En cette année 2015 qui honore les 150 ans de la naissance de Sibelius il était tentant pour Mikko Franck, chef finlandais de grand talent qui deviendra directeur musical de l'Orchestre Philharmonique de Radio France en septembre prochain, de proposer à la tête de son futur orchestre un concert entièrement dédié à Sibelius. Quatre œuvres à la fois différentes et typiques du grand compositeur finlandais étaient donc au programme de ce magnifique concert.
En ouverture de concert, Nocturne une pièce rarement donnée, permettait d’emblée de dresser les contours de l’ensemble de la soirée. Car cette œuvre composée à l’aube du 20ème siècle pour servir de musique de scène à une pièce d’un auteur suédois ami de Sibelius, Adolf Paul, contient déjà tout ce qui fera le style immédiatement reconnaissable du Sibelius de la maturité. Des bois qui s’élèvent par-dessus des cordes oscillantes avant que ne débute un long crescendo suivi d’un étonnant et rapide retour au point de départ, tel est le schéma de l’œuvre. L’Orchestre Philharmonique de Radio France sous la direction droite et précise de Mikko Franck n’a aucune peine à traduire les climats changeants et mystérieux de cette pièce.
Suivait ensuite le célèbre concerto pour violon de Sibelius, une pièce qui a maintenant régulièrement les honneurs du concert. Œuvre plus tardive, composée entre 1903 et 1905, ce concerto est très classique dans sa forme en trois mouvements Allegro, Adagio, Allegro. L’interprétation de Baiba Skride, violoniste lettone jouant un Stradivarius prêté par Gidon Kremer, ne convainc pas complètement. La violoniste ne parvient pas à capter l’auditeur dans cet extraordinaire début du concerto si important pour la suite du déroulement de l’œuvre. Le son est irrégulier, la ligne pas toujours lisible et la version proposée, plus lecture qu’interprétation, ne passionne pas.
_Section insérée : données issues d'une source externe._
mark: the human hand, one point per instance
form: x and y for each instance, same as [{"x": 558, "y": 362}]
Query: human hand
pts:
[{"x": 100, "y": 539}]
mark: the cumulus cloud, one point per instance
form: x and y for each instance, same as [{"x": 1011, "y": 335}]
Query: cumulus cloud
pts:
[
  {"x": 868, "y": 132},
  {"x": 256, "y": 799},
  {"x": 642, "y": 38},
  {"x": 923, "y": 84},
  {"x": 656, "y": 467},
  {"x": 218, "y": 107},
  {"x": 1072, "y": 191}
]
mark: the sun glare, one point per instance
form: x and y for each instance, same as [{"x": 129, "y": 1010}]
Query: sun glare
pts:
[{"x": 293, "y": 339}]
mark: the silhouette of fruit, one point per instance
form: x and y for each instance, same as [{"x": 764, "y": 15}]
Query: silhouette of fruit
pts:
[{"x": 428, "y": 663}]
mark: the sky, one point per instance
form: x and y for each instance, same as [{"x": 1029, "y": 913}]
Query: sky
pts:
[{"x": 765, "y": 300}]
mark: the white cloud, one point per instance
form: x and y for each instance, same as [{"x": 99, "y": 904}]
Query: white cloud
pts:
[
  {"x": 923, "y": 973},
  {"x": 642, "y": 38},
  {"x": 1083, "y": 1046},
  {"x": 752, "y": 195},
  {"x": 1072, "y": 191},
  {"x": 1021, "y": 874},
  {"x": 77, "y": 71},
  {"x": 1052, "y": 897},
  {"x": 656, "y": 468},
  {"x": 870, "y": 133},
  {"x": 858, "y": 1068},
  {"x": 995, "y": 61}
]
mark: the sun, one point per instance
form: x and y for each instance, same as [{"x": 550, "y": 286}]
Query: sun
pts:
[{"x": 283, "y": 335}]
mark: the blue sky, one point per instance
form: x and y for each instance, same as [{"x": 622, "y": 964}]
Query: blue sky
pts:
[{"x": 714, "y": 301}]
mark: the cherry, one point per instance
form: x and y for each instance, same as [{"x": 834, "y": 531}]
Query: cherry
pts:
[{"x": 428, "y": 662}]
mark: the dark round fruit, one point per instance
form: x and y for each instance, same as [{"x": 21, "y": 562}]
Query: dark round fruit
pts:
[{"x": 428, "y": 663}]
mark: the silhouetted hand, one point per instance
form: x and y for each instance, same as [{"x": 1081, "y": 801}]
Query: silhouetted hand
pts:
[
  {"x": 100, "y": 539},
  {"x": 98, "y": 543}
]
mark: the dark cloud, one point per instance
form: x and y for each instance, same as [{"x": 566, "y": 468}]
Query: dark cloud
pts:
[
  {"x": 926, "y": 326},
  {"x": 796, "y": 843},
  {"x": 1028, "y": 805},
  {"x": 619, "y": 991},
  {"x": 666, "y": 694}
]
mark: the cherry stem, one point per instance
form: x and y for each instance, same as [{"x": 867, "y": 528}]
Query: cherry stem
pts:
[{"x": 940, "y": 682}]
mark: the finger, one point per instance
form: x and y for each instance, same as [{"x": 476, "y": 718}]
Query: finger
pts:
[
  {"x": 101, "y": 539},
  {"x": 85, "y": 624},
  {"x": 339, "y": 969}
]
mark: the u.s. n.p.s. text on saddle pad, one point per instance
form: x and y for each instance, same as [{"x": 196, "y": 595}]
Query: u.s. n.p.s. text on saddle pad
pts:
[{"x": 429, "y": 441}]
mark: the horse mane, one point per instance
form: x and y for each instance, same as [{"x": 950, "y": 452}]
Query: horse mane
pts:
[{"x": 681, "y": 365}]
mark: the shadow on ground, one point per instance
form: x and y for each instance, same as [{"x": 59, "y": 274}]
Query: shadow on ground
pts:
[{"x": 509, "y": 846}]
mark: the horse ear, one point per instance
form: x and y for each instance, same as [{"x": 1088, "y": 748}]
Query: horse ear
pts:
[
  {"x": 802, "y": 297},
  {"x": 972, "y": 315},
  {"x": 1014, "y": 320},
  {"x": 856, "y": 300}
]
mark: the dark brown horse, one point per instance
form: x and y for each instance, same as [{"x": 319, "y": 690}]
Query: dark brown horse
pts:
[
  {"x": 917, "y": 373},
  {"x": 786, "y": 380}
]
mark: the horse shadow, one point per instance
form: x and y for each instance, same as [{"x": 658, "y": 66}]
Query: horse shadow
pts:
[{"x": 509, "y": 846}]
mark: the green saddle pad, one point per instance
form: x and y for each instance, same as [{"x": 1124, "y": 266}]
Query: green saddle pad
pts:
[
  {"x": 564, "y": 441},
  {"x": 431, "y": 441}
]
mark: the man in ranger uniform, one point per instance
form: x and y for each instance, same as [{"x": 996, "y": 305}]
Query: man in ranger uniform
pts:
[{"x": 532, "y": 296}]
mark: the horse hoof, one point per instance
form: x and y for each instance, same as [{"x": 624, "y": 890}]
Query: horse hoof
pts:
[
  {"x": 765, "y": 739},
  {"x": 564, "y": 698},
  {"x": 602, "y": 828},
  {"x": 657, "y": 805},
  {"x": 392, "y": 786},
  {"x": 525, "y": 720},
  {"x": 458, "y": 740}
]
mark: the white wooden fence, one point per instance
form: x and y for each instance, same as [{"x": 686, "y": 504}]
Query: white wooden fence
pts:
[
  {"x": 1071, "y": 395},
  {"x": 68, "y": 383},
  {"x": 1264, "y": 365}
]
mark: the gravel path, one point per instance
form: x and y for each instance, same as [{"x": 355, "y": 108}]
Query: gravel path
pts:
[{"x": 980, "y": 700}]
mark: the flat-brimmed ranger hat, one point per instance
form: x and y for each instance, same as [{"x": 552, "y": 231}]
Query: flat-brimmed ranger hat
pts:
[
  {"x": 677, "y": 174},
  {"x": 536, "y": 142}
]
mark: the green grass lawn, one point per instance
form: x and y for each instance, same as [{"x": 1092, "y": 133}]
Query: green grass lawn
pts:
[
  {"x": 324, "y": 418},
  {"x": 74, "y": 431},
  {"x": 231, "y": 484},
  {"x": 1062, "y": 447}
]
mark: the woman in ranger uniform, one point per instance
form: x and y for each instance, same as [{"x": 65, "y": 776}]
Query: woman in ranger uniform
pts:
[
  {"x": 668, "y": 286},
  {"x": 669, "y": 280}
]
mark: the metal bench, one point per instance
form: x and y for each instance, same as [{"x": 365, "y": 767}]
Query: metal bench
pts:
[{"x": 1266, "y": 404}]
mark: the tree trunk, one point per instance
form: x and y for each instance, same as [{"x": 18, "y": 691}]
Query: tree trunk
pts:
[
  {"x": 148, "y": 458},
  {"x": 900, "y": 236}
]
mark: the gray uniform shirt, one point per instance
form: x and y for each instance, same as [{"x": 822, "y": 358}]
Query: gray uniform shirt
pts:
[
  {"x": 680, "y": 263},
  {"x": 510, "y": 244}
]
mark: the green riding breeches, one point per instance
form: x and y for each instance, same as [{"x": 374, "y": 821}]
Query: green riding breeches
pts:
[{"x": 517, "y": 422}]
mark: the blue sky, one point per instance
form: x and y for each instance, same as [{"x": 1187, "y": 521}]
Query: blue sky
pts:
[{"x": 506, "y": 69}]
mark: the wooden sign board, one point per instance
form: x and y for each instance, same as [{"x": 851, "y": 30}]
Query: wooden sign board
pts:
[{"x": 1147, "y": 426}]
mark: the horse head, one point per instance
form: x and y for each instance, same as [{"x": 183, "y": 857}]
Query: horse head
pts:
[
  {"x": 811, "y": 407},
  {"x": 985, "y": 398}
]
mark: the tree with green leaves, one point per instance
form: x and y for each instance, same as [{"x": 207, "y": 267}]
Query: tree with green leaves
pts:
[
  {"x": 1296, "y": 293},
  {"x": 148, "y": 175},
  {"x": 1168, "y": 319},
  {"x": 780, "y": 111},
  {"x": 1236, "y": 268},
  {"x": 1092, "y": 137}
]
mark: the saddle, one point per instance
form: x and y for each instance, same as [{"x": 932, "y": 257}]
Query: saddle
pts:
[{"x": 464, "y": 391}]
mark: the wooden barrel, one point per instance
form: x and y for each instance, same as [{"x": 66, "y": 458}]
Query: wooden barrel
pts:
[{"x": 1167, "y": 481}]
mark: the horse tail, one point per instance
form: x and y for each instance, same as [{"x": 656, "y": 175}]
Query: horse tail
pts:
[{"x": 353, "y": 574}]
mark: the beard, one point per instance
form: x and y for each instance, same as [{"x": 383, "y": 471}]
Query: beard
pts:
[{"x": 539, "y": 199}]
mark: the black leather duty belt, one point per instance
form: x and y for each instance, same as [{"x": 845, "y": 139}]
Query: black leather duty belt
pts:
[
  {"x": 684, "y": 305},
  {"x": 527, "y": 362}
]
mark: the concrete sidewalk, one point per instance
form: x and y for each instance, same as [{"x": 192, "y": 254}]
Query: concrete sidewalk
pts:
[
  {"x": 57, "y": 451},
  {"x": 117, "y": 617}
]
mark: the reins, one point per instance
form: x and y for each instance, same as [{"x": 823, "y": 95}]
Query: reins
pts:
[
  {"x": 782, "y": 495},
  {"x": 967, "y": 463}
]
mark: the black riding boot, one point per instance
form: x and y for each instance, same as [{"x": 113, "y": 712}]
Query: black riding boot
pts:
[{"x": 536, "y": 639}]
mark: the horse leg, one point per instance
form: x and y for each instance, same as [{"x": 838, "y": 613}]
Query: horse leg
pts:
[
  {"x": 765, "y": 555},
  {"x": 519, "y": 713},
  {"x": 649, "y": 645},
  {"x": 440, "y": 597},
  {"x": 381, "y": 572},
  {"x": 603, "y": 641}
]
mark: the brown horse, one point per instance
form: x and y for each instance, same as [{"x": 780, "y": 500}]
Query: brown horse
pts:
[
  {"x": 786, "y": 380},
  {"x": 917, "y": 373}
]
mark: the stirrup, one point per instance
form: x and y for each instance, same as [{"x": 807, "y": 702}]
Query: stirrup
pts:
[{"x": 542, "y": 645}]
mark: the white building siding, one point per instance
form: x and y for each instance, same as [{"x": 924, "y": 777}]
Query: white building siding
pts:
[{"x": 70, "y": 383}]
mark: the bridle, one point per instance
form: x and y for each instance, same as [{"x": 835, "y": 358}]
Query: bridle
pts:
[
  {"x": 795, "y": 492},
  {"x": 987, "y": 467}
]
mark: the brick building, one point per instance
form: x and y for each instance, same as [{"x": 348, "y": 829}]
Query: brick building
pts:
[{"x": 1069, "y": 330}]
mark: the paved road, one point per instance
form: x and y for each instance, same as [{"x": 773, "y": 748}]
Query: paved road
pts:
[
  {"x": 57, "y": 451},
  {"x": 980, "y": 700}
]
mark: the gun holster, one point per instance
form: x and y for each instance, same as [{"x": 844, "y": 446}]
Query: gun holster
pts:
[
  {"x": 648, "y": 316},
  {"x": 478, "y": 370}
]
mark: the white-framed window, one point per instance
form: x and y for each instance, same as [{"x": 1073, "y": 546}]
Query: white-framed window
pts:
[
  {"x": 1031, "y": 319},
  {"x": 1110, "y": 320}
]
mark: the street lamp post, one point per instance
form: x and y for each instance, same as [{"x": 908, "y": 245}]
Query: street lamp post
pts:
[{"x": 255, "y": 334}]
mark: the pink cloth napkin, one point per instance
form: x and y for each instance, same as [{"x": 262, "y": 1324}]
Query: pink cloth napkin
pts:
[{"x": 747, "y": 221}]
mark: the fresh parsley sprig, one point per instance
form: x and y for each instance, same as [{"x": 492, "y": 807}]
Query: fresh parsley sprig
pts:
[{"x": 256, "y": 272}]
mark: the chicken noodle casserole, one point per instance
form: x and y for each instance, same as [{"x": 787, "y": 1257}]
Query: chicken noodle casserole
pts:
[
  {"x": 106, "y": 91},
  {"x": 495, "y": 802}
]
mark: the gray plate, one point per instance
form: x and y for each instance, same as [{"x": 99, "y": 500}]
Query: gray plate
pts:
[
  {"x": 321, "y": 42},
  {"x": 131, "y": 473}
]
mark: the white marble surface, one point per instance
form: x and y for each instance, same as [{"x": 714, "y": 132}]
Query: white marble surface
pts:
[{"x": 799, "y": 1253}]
Pourtant Mikko Franck ne propose pas qu’un simple accompagnement mais un fin et subtil tissu orchestral. Le Philharmonique de Radio France concentré et précis est exemplaire, si ce n’est peut-être quelques accords des cuivres trop appuyés pour en faire ressortir la richesse harmonique. Dans l’Adagio, Baiba Skride est plus présente et semble plus à l’aise. Le final mené avec maestria par Mikko Franck permet à l’orchestre de montrer son sens du jeu collectif et à Baiba Skride de mieux exprimer son tempérament. Donc, une demi-réussite seulement.
Mais en fait, les choses sérieuses allaient commencer en deuxième partie de concert avec une magistrale interprétation d’En Saga, œuvre d’une très grande inspiration formelle comme musicale où tout le génie de Sibelius est déjà présent. Terminée en 1892, En Saga sera remaniée par Sibelius dix ans plus tard à l’occasion d’une nouvelle exécution commanditée par Busoni à Berlin. Ce poème symphonique, qui en fait s’apparente à un mouvement de symphonie, et dont le titre pourrait être traduit par « Une légende », est une étonnante musique qui séduit d’emblée. Son leitmotiv principal immergeant la musique à la façon d’une ouverture de Wagner, ses accélérations, ses frémissements de cordes, ses appels de bois et de cuivres qui évoquent Bruckner que Sibelius a beaucoup entendu à Vienne, ses discrets mais surprenants coups de cymbale, donnent à la pièce un aspect fantasque saisissant. La courte et récurrente intervention de l’alto solo véritablement envoûtant, les cordes graves, au rôle de pédale sur laquelle repose l’architecture complexe de la musique, les allers et retours des bois dans les extrêmes de leur registre, les accélérations aux cuivres, tout participe à enivrer l’auditeur. Suit enfin un court passage qui a des accents de valse triste et qui précède d’étonnants crescendi sur les accords tenus des cuivres avant que la dernière et brutale rupture, grâce à une ritournelle jouée en miroir par la clarinette et les cordes graves, donne à l’auditeur l’impression que la musique continue au-delà de sa fin… Une pièce de toute beauté magnifiquement interprétée par un Mikko Franck serein et travaillant la matière orchestrale avec une extrême précision. Mention spéciale à l’alto solo de Marc Desmons d’une grande poésie.